On 11/05/2015 01:09 PM, Clint Byrum wrote:
Excerpts from Doug Hellmann's message of 2015-11-05 09:51:41 -0800:
Excerpts from Adam Young's message of 2015-11-05 12:34:12 -0500:
Can people help me work through the right set of tools for this use case
(has come up from several Operators) and map out a plan to implement it:

Large cloud with many users coming from multiple Federation sources has
a policy of providing a minimal setup for each user upon first visit to
the cloud:  Create a project for the user with a minimal quota, and
provide them a role assignment.

Here are the gaps, as I see it:

1.  Keystone provides a notification that a user has logged in, but
there is nothing capable of executing on this notification at the
moment.  Only Ceilometer listens to Keystone notifications.

2.  Keystone does not have a workflow engine, and should not be
auto-creating projects.  This is something that should be performed via
a Heat template, and Keystone does not know about Heat, nor should it.

3.  The Mapping code is pretty static; it assumes a user entry or a
group entry in identity when creating a role assignment, and neither
will exist.

We can assume a special domain for Federated users to have per-user
projects.

So; lets assume a Heat Template that does the following:

1. Creates a user in the per-user-projects domain
2. Assigns a role to the Federated user in that project
3. Sets the minimal quota for the user
4. Somehow notifies the user that the project has been set up.

This last probably assumes an email address from the Federated
assertion.  Otherwise, the user hits Horizon, gets a "not authenticated
for any projects" error, and is stumped.

How is quota assignment done in the other projects now?  What happens
when a project is created in Keystone?  Does that information gets
transferred to the other services, and, if so, how?  Do most people use
a custom provisioning tool for this workflow?

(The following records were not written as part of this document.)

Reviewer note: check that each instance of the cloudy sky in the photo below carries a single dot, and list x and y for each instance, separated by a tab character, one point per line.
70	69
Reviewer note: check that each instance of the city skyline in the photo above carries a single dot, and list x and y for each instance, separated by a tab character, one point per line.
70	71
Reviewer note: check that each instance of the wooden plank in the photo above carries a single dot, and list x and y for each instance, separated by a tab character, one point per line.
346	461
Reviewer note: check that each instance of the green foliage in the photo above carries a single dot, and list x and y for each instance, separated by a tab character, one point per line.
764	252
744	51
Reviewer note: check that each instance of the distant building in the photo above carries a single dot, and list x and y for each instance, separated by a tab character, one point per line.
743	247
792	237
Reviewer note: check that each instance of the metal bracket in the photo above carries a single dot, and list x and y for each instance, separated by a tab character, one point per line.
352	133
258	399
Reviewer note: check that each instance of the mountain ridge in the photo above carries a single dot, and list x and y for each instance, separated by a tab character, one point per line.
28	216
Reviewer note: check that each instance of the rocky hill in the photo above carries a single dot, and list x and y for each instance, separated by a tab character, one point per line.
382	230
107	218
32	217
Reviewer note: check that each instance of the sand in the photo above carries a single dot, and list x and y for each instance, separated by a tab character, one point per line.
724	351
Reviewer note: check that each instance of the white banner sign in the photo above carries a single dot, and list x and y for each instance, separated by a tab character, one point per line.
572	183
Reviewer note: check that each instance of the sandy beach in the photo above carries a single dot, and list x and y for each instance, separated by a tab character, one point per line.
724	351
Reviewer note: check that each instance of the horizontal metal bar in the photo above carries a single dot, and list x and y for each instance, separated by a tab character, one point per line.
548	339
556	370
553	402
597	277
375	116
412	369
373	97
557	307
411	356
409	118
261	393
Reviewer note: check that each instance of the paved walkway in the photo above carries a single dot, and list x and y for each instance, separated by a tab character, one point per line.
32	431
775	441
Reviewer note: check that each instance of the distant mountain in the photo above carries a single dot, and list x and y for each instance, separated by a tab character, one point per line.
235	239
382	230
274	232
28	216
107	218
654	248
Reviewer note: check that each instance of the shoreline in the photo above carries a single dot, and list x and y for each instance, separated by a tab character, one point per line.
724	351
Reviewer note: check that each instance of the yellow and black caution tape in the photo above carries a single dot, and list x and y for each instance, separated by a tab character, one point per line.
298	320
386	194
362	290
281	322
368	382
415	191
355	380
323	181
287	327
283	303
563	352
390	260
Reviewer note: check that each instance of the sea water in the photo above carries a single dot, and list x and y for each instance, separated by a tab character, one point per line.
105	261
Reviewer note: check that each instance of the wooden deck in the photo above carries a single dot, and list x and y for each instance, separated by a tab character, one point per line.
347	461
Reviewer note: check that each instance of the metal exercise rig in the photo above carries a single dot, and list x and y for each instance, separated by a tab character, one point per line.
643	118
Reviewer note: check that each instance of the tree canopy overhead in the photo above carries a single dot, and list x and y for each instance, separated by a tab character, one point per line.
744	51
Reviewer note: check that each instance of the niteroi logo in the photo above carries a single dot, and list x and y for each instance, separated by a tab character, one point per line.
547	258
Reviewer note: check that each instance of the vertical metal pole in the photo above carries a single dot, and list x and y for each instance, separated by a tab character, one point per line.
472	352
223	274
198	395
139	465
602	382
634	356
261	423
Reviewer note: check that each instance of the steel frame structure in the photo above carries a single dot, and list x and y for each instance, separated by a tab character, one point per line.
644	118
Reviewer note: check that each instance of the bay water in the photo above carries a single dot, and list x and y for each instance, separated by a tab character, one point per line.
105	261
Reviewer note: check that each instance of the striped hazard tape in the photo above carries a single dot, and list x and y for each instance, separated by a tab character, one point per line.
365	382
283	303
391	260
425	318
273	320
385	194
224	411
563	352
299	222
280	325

I know at Dreamhost we built some custom integration that was triggered
when someone turned on the Dreamcompute service in their account in our
existing user management system. That integration created the account in
keystone, set up a default network in neutron, etc. I've long thought we
needed a "new tenant creation" service of some sort, that sits outside
of our existing services and pokes them to do something when a new
tenant is established. Using heat as the implementation makes sense, for
things that heat can control, but we don't want keystone to depend on
heat and we don't want to bake such a specialized feature into heat
itself.

I agree, an automation piece that is built-in and easy to add to
OpenStack would be great.

I do not agree that it should be Heat. Heat is for managing stacks that
live on and change over time and thus need the complexity of the graph
model Heat presents.
It would be a simpler template than most, but I'm trying to avoid adding additional complexity here.

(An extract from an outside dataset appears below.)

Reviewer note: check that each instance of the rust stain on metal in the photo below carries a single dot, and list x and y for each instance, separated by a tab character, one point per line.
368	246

I'd actually say that Mistral or Ansible are better choices for this. A
service which listens to the notification bus and triggered a workflow
defined somewhere in either Ansible playbooks or Mistral's workflow
language would simply run through the "skel" workflow for each user.

The actual workflow would probably almost always be somewhat site
specific, but it would make sense for Keystone to include a few basic ones
as "contrib" elements. For instance, the "notify the user" piece would
likely be simplest if you just let the workflow tool send an email. But
if your cloud has Zaqar, you may want to use that as well or instead.

Adding Mistral here to see if they have some thoughts on how this
might work.

BTW, if this does form into a new project, I suggest naming it
Skeleton[1]

I really do not want it to be a new project, but rather I think it should be a mapping of the capabilities of the existing projects.


We had discussed Mistral in Vancouver as the listener. Would it make sense to have Keystone notify Mistral, and then Mistral kick off the workflow?

The one issue I waffle on is whether Keystone itself should be responsible for the Keystone-specific stuff, as part of the initial log in, and thus give an immediate response to the user upon first authentication.


Alternatively, we could provide a feedback in Horizon etc letting the user know that the process is underway, and even letting them add an email address for the callback if one cannot be deduced from the WebUI.


Would it male more sense to have this a Horizon-driven workflow, using an unscoped Federation token?